Au fil des échanges, Charlène Bélanger a constaté un problème de communication entre les musées et les start-ups. « Ce sont des cultures qui parlent des langues différentes. Le laboratoire agit donc à titre d’interprète entre les deux grâce à des cellules d’innovation », explique la responsable des programmes éducatifs, recherche, innovation et médiation numérique du musée.

Quand la pandémie a frappé la province, PRISME a lancé un appel à la collaboration dans l’ensemble des musées du Québec. Plus de 60 professionnels ont partagé leurs préoccupations par rapport à la crise sanitaire. De cette première récolte d’informations, cinq cellules d’innovation ont vu le jour.

Outre la conception, PRISME offre aussi un espace d’expérimentation : 3500 testeurs sont venus jusqu’à maintenant participer à différents projets en gestation au laboratoire. L’endroit peut également accueillir des entreprises, des chercheurs et des artistes en résidences de création.

Des robots pour briser l’isolement

PRISME travaille notamment à offrir des expériences de réalité virtuelle aux élèves de la province à travers la plateforme éducative ÉducArt du MBAM. L’outil permettra aux étudiants de créer des expositions numériques à partir d’œuvres modélisées en 3D de la collection du musée.

« Pour les élèves vivant dans des régions éloignées, les chances de visiter une exposition du MBAM sont parfois très minces. L’ajout de la réalité virtuelle leur permet de vivre une expérience immersive et multisensorielle depuis le confort de leur classe », explique Charlène Bélanger.

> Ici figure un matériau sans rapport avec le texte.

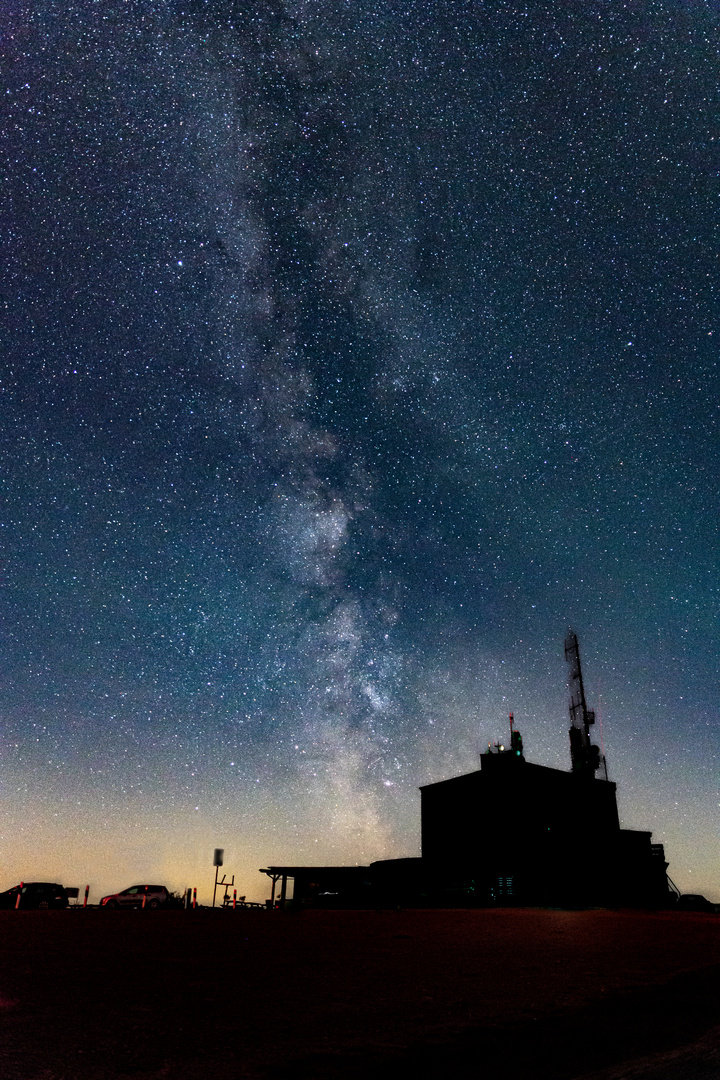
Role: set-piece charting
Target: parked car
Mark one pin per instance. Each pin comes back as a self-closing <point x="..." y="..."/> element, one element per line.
<point x="35" y="894"/>
<point x="154" y="895"/>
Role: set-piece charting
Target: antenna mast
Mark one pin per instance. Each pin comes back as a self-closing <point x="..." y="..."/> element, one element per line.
<point x="584" y="755"/>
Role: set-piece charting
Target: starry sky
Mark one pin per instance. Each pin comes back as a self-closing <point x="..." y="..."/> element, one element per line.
<point x="351" y="352"/>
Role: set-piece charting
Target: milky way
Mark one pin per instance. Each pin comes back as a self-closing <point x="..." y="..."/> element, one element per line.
<point x="352" y="352"/>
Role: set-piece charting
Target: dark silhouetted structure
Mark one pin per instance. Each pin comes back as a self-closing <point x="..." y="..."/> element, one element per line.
<point x="512" y="833"/>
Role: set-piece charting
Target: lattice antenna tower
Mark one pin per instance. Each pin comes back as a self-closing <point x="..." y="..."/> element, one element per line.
<point x="585" y="756"/>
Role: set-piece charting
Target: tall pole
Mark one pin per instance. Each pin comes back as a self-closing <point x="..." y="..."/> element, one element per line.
<point x="217" y="862"/>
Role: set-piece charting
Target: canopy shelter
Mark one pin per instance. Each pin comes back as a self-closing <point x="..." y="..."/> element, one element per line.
<point x="320" y="886"/>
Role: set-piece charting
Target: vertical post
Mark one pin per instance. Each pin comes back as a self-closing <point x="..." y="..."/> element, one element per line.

En temps normal, le MBAM organise des activités de médiation pour certaines clientèles, comme les aînés. Or, ces derniers n’ont plus accès à ces services actuellement. Un groupe de six musées réunis par PRISME s’est donc attelé à la tâche de briser l’isolement dans les CHSLD grâce à des robots. À travers ces appareils, les médiateurs pourront aller rencontrer les résidents et leur faire visiter les expositions du musée dans le respect des consignes sanitaires.

D’ici la fin du mois de mars, l’équipe prévoit une première série de tests auprès de deux CHSLD volontaires. Si le tout se déroule bien, le programme pourra s’ouvrir à d’autres établissements vers le mois de mai.

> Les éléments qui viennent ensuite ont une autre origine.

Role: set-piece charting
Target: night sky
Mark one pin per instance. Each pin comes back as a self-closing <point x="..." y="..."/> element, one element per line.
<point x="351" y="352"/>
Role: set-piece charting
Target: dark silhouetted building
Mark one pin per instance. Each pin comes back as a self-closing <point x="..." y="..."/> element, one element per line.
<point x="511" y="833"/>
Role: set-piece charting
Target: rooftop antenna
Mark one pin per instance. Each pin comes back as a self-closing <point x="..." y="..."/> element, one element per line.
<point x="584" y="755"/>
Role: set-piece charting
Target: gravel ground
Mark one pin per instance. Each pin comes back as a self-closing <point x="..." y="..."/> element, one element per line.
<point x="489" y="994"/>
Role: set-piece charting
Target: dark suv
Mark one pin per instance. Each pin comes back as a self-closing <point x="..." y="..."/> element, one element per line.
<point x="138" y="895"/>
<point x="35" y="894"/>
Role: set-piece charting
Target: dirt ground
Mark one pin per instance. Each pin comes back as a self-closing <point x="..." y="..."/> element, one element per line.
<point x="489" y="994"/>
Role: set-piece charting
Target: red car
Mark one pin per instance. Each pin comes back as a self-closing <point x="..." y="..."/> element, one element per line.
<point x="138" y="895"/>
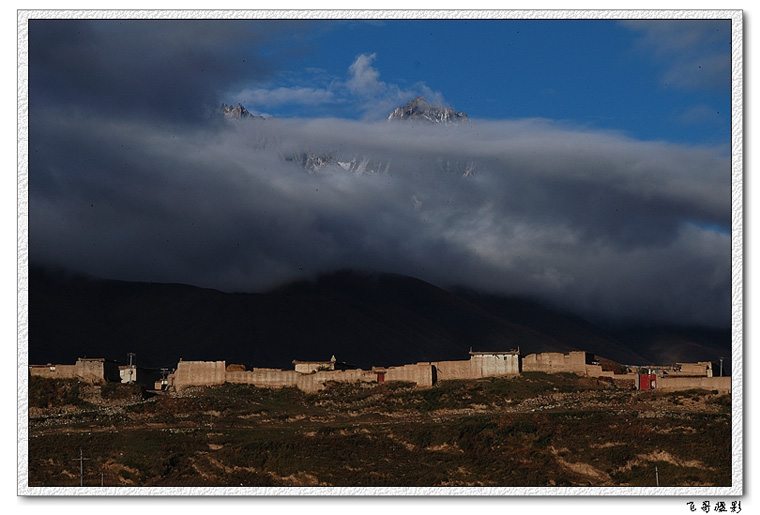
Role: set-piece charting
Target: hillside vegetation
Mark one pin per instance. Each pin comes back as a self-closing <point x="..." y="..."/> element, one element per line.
<point x="533" y="430"/>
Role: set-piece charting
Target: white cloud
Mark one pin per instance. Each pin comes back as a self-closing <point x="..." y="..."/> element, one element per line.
<point x="695" y="54"/>
<point x="363" y="78"/>
<point x="267" y="98"/>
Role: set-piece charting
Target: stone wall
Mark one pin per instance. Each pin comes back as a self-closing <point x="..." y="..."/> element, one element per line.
<point x="480" y="364"/>
<point x="702" y="368"/>
<point x="51" y="371"/>
<point x="199" y="373"/>
<point x="447" y="370"/>
<point x="420" y="373"/>
<point x="555" y="362"/>
<point x="88" y="370"/>
<point x="494" y="364"/>
<point x="666" y="383"/>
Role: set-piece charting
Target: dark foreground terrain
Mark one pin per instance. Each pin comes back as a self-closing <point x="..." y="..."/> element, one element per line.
<point x="534" y="430"/>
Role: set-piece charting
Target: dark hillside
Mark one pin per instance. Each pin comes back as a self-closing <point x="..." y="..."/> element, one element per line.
<point x="362" y="318"/>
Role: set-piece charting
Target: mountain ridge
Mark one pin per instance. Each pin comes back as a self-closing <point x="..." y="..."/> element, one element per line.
<point x="369" y="319"/>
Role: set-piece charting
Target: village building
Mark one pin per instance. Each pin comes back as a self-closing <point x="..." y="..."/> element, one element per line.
<point x="87" y="370"/>
<point x="312" y="376"/>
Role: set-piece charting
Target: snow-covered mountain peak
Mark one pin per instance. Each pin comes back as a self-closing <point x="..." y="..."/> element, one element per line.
<point x="237" y="112"/>
<point x="420" y="109"/>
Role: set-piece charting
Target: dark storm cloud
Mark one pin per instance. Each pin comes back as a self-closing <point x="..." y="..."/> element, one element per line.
<point x="592" y="221"/>
<point x="121" y="185"/>
<point x="169" y="69"/>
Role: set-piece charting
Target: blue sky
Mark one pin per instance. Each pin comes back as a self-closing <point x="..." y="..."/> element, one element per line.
<point x="652" y="79"/>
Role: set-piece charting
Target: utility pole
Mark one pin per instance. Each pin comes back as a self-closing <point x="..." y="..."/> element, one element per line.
<point x="131" y="366"/>
<point x="81" y="460"/>
<point x="164" y="373"/>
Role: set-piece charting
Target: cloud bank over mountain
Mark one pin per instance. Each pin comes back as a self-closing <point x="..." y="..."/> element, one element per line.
<point x="589" y="220"/>
<point x="134" y="175"/>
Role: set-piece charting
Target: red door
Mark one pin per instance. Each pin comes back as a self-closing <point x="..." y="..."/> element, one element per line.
<point x="647" y="381"/>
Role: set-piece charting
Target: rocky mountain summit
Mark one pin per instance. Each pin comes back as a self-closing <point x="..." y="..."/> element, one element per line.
<point x="237" y="112"/>
<point x="420" y="109"/>
<point x="355" y="161"/>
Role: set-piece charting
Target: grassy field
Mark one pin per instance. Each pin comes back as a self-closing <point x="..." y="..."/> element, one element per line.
<point x="533" y="430"/>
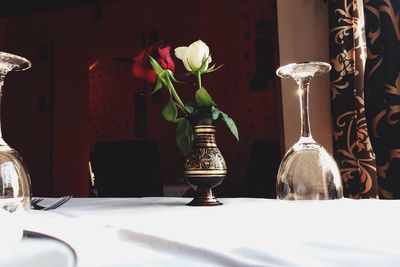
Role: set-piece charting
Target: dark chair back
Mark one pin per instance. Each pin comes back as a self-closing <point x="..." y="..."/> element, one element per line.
<point x="263" y="164"/>
<point x="127" y="169"/>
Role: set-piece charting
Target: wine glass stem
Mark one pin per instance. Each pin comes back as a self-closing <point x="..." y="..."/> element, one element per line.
<point x="304" y="85"/>
<point x="2" y="76"/>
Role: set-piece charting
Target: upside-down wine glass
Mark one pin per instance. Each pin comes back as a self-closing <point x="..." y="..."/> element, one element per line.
<point x="14" y="176"/>
<point x="307" y="171"/>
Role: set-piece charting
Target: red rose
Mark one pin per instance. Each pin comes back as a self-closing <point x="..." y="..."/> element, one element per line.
<point x="141" y="67"/>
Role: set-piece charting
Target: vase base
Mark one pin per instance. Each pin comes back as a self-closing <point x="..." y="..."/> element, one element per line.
<point x="204" y="202"/>
<point x="204" y="197"/>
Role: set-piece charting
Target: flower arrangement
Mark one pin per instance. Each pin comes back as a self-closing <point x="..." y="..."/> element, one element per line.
<point x="196" y="59"/>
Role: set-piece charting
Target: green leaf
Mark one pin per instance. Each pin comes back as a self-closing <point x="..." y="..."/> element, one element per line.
<point x="203" y="99"/>
<point x="171" y="75"/>
<point x="156" y="66"/>
<point x="157" y="87"/>
<point x="170" y="111"/>
<point x="231" y="125"/>
<point x="215" y="113"/>
<point x="190" y="107"/>
<point x="184" y="135"/>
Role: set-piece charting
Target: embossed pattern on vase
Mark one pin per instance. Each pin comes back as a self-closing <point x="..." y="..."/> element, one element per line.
<point x="205" y="159"/>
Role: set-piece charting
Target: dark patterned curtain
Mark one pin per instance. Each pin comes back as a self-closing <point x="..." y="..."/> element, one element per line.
<point x="365" y="87"/>
<point x="382" y="91"/>
<point x="352" y="146"/>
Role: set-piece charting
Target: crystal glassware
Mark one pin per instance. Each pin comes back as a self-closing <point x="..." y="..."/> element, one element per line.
<point x="14" y="176"/>
<point x="307" y="171"/>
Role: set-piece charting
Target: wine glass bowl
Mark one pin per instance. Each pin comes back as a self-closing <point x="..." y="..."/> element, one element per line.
<point x="14" y="176"/>
<point x="307" y="171"/>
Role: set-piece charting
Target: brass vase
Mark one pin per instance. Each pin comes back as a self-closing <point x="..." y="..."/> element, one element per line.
<point x="205" y="166"/>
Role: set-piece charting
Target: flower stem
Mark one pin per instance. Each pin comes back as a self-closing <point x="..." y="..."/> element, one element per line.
<point x="198" y="75"/>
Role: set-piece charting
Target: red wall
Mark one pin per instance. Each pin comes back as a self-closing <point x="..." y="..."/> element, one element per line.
<point x="97" y="105"/>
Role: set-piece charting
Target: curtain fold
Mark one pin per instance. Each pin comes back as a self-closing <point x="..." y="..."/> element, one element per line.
<point x="352" y="146"/>
<point x="382" y="91"/>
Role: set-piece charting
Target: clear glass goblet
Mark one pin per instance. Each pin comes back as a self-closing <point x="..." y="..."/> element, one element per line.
<point x="307" y="171"/>
<point x="14" y="176"/>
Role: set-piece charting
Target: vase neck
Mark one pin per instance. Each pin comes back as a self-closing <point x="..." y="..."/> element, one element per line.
<point x="204" y="136"/>
<point x="304" y="84"/>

En attendant, comme la plupart des autres musées de la province, le MBAM a rouvert ses portes le mois dernier. Il est donc de nouveau possible de s’y rendre pour contempler les œuvres en vrai. Au programme ce printemps, les influences autochtones de Riopelle, la peinture du Montréalais d’origine haïtienne Manuel Mathieu, les œuvres de l’artiste juif montréalais Yehouda Chaki et une rétrospective sur cinq siècles d’arts graphiques allemands et autrichiens. Un menu des plus éclectiques.